Closed NunoSempere closed 2 years ago
Yes! I've already noticed this and working on it currently (simultaneously with some refactorings for platforms code).
GraphQL is a separate and higher layer of abstraction than DB-related code, I don't see how it's relevant. Maybe you mean Prisma?..
In that case, I agree that it doesn't make sense to write much SQL by hand now when it's all going to be replaced. But I might do (1) and (3) from the list anyway, it doesn't seem difficult.
PS: I'd also like to figure out some kind of partial updates API for platforms; that should make updates for some platforms much more efficient. E.g., if a platform supports sorting by "latest" then we could just fetch the new forecasts and not everything. But that's a different and a larger task.
Note that this kinda conflicts with point (2): if the platform code provides a stream of updates then it's hard to detect whether another forecast in the DB which wasn't updated for a while is dead and should be deleted.

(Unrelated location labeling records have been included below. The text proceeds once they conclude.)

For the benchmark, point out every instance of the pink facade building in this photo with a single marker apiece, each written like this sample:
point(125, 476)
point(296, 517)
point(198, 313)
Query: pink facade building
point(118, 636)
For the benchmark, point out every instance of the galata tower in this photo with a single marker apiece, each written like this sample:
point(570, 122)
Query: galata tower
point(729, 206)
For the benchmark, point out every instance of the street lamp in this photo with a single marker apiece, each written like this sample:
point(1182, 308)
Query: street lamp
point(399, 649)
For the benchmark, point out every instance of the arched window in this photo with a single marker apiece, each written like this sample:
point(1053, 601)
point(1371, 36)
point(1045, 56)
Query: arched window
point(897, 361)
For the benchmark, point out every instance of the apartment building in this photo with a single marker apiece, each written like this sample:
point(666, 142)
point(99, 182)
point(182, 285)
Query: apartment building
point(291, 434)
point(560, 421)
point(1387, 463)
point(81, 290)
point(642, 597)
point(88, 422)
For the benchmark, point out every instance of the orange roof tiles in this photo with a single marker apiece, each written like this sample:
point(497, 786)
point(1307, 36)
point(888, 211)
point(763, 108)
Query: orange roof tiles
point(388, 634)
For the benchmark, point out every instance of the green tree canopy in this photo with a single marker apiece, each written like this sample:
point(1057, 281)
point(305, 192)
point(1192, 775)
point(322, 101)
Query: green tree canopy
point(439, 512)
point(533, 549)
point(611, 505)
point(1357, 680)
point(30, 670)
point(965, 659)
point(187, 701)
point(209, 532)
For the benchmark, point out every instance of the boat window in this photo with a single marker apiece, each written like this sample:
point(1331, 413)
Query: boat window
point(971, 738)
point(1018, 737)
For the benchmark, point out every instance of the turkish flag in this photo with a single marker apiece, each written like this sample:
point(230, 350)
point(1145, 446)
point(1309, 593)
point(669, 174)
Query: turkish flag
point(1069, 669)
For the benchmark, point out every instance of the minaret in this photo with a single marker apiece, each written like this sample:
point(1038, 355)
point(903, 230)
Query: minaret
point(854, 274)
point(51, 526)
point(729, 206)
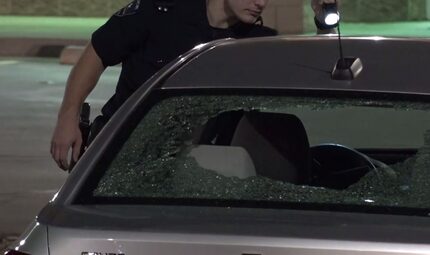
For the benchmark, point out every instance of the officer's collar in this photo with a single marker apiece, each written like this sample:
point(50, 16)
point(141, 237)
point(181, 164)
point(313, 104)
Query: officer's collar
point(196, 14)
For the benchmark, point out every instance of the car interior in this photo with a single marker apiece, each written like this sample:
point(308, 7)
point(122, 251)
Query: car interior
point(275, 145)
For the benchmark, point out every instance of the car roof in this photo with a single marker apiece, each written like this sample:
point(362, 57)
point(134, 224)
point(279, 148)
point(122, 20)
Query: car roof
point(394, 65)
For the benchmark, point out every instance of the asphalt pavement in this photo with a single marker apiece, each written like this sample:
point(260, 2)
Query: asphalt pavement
point(31, 90)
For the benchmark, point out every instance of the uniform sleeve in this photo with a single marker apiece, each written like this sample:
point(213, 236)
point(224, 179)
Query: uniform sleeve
point(123, 33)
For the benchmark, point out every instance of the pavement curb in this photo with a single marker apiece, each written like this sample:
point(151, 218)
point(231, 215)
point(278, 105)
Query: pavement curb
point(36, 47)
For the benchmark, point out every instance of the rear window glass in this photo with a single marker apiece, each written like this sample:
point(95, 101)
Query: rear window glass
point(276, 149)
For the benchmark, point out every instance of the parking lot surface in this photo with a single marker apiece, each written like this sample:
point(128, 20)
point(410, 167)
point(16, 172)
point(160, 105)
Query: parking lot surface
point(31, 91)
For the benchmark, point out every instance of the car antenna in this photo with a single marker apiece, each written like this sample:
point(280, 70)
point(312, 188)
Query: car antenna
point(346, 68)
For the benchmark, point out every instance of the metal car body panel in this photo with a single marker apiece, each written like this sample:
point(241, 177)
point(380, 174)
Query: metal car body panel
point(391, 65)
point(193, 230)
point(34, 240)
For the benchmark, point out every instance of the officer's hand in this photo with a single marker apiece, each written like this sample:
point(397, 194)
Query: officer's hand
point(317, 4)
point(66, 135)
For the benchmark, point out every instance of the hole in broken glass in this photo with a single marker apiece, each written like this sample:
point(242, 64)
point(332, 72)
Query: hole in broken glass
point(155, 161)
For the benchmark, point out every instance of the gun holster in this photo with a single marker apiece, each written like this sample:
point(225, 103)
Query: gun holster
point(88, 130)
point(84, 126)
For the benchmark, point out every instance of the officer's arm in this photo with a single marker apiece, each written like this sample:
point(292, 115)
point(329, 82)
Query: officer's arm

do we want to delete stale forecasts if new fetch doesn't return the ones that were previously in the DB?
So the way I was doing this is to delete the old ones if the new fetch brings up a non-empty array. I'm ok with other heuristics, though.
Right now upserts are done really inefficiently: the whole latest.platform_name database is deleted, and forecasts are inserted one by one. This is inefficient and could be much improved.
It's not clear whether it's worth it to optimize on postgres directly, rather than waiting until the graphql code is set up, and in fact I'm leaning towards the later.